I live in Marin County where this flick was filmed and was an extra in it. I remember watching Jonathan Parker direct his actors and thinking, "This is gonna look better in the finished product. It HAS to." Because what I was seeing looked laughably amateurish. If not for the presence of name actors like Noah Wylie and Illiana Douglas, I would have assumed I was watching the production of a student film.
Well, when this baby finally hit screens at the Mill Valley Film Festival, I was surprised to find my suspicions had been correct: no amount of editing or re-packaging was gonna polish this turd.
What's too bad about all this is that, at its core, the movie had some good ideas. The ongoing battle between slick, greedy developers and aging, environmentalist hippie boomers is a very real one here in the Bay Area, and there's ample hypocrisy and fodder for satire on both sides.

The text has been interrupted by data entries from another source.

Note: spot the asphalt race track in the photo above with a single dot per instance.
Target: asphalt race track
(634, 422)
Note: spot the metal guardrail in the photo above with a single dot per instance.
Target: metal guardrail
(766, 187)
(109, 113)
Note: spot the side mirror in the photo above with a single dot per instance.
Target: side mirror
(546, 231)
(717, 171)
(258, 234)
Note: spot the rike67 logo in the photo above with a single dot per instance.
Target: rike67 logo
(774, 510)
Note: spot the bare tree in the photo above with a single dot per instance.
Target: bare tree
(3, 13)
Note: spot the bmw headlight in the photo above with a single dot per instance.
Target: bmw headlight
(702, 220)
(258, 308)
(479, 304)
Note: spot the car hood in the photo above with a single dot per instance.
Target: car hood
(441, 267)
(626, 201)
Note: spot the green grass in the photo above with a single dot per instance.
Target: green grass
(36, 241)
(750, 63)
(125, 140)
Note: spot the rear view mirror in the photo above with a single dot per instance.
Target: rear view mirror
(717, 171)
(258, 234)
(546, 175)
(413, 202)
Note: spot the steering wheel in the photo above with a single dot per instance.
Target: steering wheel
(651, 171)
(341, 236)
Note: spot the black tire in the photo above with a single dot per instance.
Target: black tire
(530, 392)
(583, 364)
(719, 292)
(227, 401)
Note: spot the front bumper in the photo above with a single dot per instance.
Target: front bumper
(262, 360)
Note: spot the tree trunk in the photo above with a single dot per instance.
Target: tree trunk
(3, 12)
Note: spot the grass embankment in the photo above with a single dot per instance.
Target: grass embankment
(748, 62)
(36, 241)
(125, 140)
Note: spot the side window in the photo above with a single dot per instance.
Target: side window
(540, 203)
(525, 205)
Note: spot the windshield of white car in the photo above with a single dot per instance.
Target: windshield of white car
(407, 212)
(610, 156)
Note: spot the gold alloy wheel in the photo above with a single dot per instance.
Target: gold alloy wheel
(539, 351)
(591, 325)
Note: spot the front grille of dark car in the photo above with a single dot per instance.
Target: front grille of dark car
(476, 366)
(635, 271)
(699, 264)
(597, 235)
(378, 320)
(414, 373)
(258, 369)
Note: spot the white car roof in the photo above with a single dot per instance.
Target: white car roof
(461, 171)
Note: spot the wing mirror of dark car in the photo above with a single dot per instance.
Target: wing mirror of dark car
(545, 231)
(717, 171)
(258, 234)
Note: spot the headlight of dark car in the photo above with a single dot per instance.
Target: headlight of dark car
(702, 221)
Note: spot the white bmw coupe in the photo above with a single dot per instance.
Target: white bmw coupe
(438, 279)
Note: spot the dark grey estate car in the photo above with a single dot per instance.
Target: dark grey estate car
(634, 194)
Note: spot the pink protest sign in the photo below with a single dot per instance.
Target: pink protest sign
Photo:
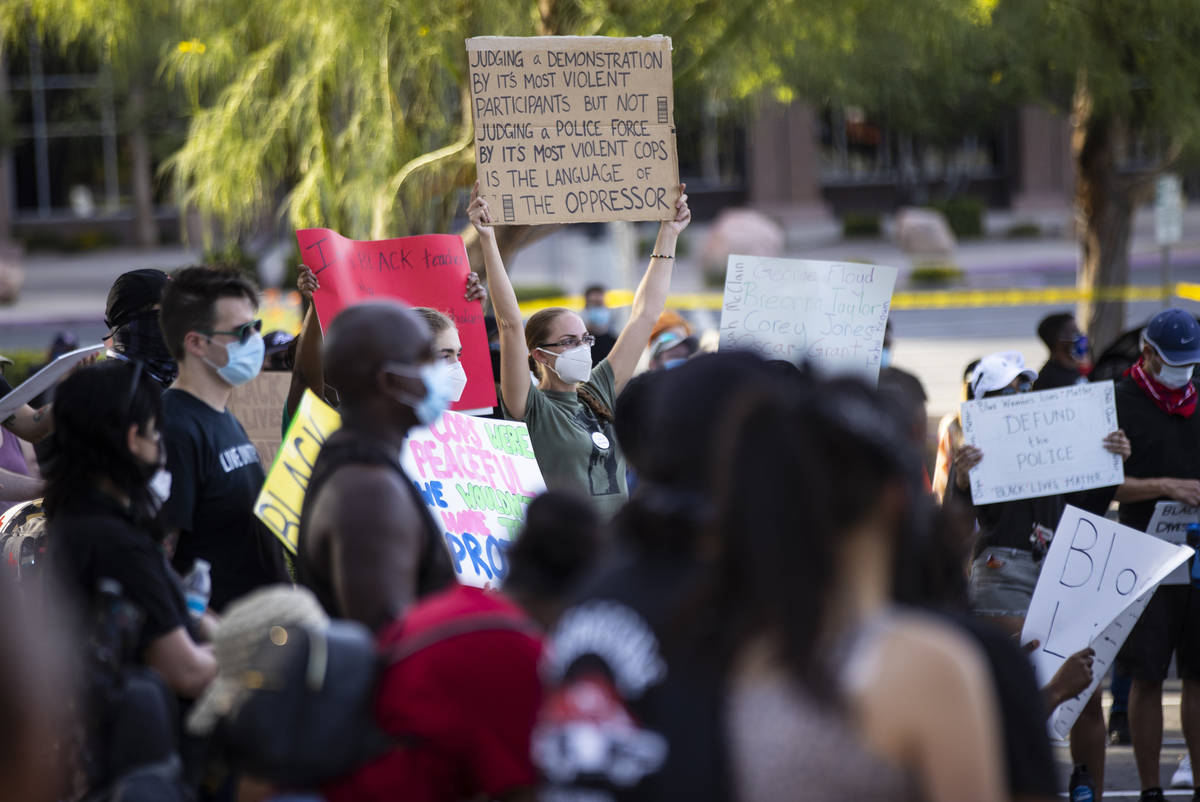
(429, 270)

But Parker gets lost in a sea of tired clichés and labored, talky dialog and in the end can't decide what kind of movie he wants to make. Is it a satire of the tug-of-war between progress and preservation and the colorful players involved? Or is it a sappy, love-triangle romance? Or how about the tale of a short-sighted man's redemption by way of a flighty young songbird? The Californians tries to be all these things (and more) and ends up being nothing more than a muddled, uneven mess.